You should have made it clear to your sister that there would not be an invite… she’s being a CF and you need to put her straight.

andthat · 21/01/2025 19:03

KmcK87 · 21/01/2025 18:58

They can see her. She’s just not invited to the wedding because she’ll be taking up a space of someone the bride and groom are actually close to? Not sure why she needs to invite someone to her wedding just because her mum and dad paid for a flight and rudely assumed she can gate crash.

Edited

This

MellowCritic · 21/01/2025 19:05

KmcK87 · 21/01/2025 18:58

They can see her. She’s just not invited to the wedding because she’ll be taking up a space of someone the bride and groom are actually close to? Not sure why she needs to invite someone to her wedding just because her mum and dad paid for a flight and rudely assumed she can gate crash.

Edited

It's her niece. I do understand your point but sometimes being understanding to someone else's issues is more important then making a fuss about something that really isn't important. It's one person..she's family. It really won't change the day of the wedding. One extra person being there.

KmcK87 · 21/01/2025 19:23

MellowCritic · 21/01/2025 19:05

It's her niece. I do understand your point but sometimes being understanding to someone else's issues is more important then making a fuss about something that really isn't important. It's one person..she's family. It really won't change the day of the wedding. One extra person being there.

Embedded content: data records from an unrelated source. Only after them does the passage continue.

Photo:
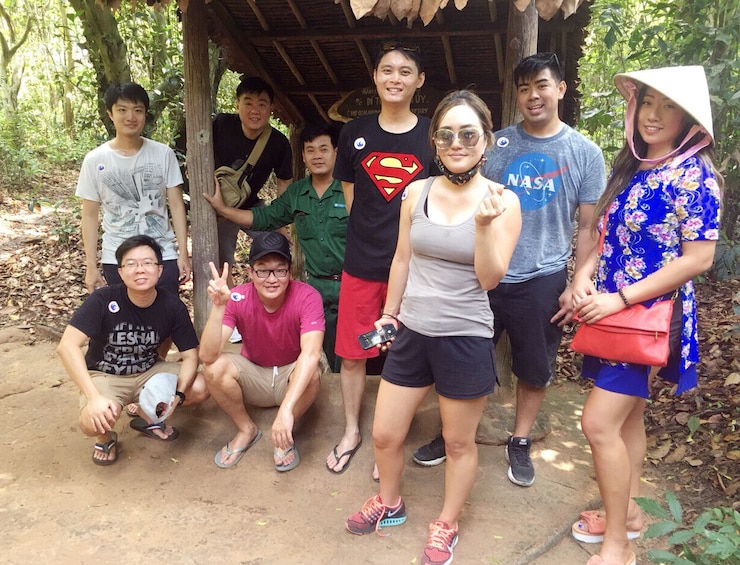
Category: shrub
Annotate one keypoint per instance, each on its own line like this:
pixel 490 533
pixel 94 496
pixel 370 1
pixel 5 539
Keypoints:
pixel 713 538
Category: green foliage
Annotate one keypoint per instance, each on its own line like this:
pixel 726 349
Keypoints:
pixel 726 259
pixel 19 164
pixel 67 218
pixel 627 35
pixel 713 538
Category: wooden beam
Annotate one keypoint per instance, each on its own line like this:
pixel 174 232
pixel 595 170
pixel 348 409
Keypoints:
pixel 315 44
pixel 288 61
pixel 203 234
pixel 258 14
pixel 447 48
pixel 374 34
pixel 352 24
pixel 500 63
pixel 521 41
pixel 325 62
pixel 318 107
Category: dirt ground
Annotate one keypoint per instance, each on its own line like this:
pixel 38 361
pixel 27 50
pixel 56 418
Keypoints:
pixel 169 503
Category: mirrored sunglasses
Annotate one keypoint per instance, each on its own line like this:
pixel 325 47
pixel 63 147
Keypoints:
pixel 468 137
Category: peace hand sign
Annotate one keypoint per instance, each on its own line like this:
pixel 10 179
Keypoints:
pixel 492 206
pixel 218 289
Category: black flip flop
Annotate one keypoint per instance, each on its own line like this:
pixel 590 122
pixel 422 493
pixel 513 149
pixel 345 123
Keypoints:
pixel 105 448
pixel 350 453
pixel 141 425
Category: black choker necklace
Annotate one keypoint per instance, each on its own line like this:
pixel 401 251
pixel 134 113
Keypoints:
pixel 459 178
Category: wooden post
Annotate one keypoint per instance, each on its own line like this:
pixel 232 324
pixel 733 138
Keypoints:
pixel 199 153
pixel 521 41
pixel 498 415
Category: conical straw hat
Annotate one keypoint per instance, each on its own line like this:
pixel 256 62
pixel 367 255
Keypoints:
pixel 686 86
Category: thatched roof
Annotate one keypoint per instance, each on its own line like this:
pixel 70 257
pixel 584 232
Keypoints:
pixel 316 52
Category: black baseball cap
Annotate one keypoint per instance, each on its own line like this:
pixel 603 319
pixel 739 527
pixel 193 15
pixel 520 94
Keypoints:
pixel 269 242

They aren’t close though. If they’re having to exclude closer family members for one that’s been forced upon them then that’s completely wrong. Dsis wasn’t even decent enough to have a conversation with the bride and ask for an exception. Just booked the tickets and planned to gate crash . I would be doubling down and telling them they’re all invited to the evening only. How bloody rude. As if enough people don’t stick their oars in when planning a wedding as it is.